Topics: habeas corpus, contempt of court, return of seized papers, appeal rules

Summary

Background

A federal prosecutor (the United States Attorney) was ordered to return certain books and papers that had come into his official custody and that were said to be needed in a pending criminal case. He refused and was committed for contempt. After being taken into custody he sought release by filing a habeas corpus petition, and when a lower court denied relief he appealed to this Court. The case was decided together with Wise v. Mills, which involved the same basic facts.

Reasoning

The Court considered whether it could hear the appeal directly under section 5 of the Judiciary Act of 1891, which allows certain direct appeals when a constitutional question is properly involved. The Court held there was no constitutional question in the correct sense that would permit direct review.
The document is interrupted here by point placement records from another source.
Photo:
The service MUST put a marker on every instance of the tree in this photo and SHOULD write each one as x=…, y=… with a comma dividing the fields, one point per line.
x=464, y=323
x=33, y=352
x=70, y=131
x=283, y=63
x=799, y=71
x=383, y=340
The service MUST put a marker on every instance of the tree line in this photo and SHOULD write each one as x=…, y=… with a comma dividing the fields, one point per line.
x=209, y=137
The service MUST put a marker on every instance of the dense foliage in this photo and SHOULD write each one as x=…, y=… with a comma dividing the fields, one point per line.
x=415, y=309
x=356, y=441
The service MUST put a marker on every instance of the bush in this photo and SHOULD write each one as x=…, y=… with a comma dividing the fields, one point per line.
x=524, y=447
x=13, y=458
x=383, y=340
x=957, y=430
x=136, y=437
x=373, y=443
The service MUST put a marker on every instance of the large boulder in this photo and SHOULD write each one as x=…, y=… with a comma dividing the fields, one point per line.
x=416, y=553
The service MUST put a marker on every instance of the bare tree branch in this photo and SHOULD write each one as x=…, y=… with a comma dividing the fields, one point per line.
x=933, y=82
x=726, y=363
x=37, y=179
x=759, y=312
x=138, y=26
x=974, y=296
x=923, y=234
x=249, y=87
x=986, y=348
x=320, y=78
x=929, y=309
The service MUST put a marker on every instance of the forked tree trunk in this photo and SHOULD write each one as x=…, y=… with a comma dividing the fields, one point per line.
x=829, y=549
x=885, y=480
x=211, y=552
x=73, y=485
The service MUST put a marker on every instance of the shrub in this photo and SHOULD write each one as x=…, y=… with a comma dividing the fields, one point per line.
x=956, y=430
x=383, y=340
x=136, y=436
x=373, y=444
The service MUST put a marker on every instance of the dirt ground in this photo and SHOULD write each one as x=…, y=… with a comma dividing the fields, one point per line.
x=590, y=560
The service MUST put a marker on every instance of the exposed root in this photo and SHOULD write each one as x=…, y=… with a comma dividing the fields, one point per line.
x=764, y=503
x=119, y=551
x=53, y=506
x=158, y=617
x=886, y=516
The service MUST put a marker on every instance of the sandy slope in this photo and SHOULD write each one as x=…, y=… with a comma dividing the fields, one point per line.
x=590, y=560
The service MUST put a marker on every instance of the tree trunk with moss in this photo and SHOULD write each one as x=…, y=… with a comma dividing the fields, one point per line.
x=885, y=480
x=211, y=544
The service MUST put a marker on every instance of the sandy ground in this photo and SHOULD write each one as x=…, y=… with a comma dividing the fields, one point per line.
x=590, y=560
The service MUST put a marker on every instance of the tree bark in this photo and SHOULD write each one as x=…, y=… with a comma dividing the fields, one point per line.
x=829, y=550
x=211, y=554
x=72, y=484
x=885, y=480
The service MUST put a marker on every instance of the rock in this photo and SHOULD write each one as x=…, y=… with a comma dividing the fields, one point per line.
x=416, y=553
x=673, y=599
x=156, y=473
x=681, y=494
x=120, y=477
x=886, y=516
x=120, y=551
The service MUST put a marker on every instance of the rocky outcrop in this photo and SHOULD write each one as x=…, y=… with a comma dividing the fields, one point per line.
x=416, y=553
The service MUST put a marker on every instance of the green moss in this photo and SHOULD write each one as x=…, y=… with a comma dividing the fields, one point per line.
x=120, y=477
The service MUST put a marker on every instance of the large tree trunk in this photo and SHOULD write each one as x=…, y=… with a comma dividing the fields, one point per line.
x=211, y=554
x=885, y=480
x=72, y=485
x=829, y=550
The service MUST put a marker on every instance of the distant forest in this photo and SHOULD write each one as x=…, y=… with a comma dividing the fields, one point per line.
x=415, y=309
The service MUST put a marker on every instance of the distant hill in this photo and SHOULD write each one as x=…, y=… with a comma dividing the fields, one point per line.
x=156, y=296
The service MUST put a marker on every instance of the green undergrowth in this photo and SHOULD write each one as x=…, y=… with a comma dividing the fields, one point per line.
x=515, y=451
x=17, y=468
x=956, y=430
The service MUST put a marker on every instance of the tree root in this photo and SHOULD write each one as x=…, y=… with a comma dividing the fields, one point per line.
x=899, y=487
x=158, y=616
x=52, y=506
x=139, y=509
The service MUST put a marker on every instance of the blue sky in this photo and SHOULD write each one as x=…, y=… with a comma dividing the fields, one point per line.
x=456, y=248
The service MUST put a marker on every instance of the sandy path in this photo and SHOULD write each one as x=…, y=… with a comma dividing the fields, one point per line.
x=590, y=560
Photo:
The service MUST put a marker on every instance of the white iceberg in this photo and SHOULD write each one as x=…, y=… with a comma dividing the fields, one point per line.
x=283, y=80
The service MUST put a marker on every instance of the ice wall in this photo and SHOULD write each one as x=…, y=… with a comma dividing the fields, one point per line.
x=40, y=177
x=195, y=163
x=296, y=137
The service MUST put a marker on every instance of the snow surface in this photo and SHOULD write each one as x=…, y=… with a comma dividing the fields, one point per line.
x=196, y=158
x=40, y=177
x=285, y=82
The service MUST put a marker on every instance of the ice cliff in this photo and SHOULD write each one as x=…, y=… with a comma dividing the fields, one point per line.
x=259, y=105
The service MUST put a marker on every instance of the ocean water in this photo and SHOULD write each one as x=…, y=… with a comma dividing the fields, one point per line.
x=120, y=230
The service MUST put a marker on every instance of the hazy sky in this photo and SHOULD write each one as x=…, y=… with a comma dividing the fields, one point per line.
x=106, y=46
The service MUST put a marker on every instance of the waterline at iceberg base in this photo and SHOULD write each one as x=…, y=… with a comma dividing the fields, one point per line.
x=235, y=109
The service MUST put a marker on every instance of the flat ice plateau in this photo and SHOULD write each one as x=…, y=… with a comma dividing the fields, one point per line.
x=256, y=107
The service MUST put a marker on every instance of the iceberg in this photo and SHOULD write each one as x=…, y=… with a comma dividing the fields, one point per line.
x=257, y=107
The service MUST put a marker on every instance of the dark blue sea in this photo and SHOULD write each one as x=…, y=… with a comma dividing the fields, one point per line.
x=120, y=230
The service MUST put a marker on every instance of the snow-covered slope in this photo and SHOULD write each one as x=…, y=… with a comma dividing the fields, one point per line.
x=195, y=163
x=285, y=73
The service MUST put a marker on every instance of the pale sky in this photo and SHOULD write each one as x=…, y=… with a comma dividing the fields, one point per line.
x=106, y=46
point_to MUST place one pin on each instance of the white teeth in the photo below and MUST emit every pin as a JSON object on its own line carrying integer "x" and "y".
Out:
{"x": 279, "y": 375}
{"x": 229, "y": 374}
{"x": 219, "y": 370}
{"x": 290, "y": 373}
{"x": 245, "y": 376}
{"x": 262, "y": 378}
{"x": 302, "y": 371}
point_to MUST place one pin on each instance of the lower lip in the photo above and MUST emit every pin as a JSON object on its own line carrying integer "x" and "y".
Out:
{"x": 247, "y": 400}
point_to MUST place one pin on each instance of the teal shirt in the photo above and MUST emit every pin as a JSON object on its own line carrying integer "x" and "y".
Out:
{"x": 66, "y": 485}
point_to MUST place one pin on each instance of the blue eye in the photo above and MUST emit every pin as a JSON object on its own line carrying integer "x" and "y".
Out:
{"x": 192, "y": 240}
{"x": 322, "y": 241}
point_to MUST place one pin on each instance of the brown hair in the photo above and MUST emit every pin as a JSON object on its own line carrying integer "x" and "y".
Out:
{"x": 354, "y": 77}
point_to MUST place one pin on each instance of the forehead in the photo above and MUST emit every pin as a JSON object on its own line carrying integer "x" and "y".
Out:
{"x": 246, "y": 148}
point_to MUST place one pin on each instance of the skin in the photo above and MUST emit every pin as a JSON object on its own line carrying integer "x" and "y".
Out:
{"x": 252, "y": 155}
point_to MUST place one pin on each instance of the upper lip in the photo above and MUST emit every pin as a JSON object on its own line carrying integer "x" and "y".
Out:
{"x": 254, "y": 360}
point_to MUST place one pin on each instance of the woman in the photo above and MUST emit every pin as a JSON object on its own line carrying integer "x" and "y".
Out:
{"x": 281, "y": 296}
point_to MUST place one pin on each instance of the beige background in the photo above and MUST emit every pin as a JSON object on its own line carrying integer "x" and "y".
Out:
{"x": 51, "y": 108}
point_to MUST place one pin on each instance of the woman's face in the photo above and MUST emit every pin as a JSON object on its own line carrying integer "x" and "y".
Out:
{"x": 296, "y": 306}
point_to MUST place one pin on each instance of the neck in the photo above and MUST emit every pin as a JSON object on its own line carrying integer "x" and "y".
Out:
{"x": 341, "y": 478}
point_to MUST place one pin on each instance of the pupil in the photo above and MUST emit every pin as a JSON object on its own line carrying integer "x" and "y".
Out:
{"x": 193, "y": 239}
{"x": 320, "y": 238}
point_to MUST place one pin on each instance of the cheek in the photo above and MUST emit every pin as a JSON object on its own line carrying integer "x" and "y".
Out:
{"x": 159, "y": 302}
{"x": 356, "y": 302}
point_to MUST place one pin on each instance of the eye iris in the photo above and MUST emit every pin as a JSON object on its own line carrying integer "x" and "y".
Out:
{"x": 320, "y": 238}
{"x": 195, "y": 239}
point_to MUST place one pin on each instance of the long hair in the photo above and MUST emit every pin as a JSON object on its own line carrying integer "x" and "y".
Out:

Although a lower court had said the seizure may have violated constitutional rights, the Court explained that the contempt and the order to return papers rested on the trial court’s inherent authority, not on resolving a constitutional claim. The Court therefore treated the attempt to use habeas corpus as an effort to get the same review as an ordinary appeal and refused to allow that.

Real world impact

The result is a procedural dismissal: the Supreme Court will not review the contempt commitment here because the case lacks the required constitutional issue for direct appeal. The ruling limits immediate Supreme Court review of contempt orders and makes clear habeas cannot be used to substitute for a normal appeal from such orders. This is not a decision on the underlying merits of the contempt finding or the seizure itself, which could be addressed by other proper procedures.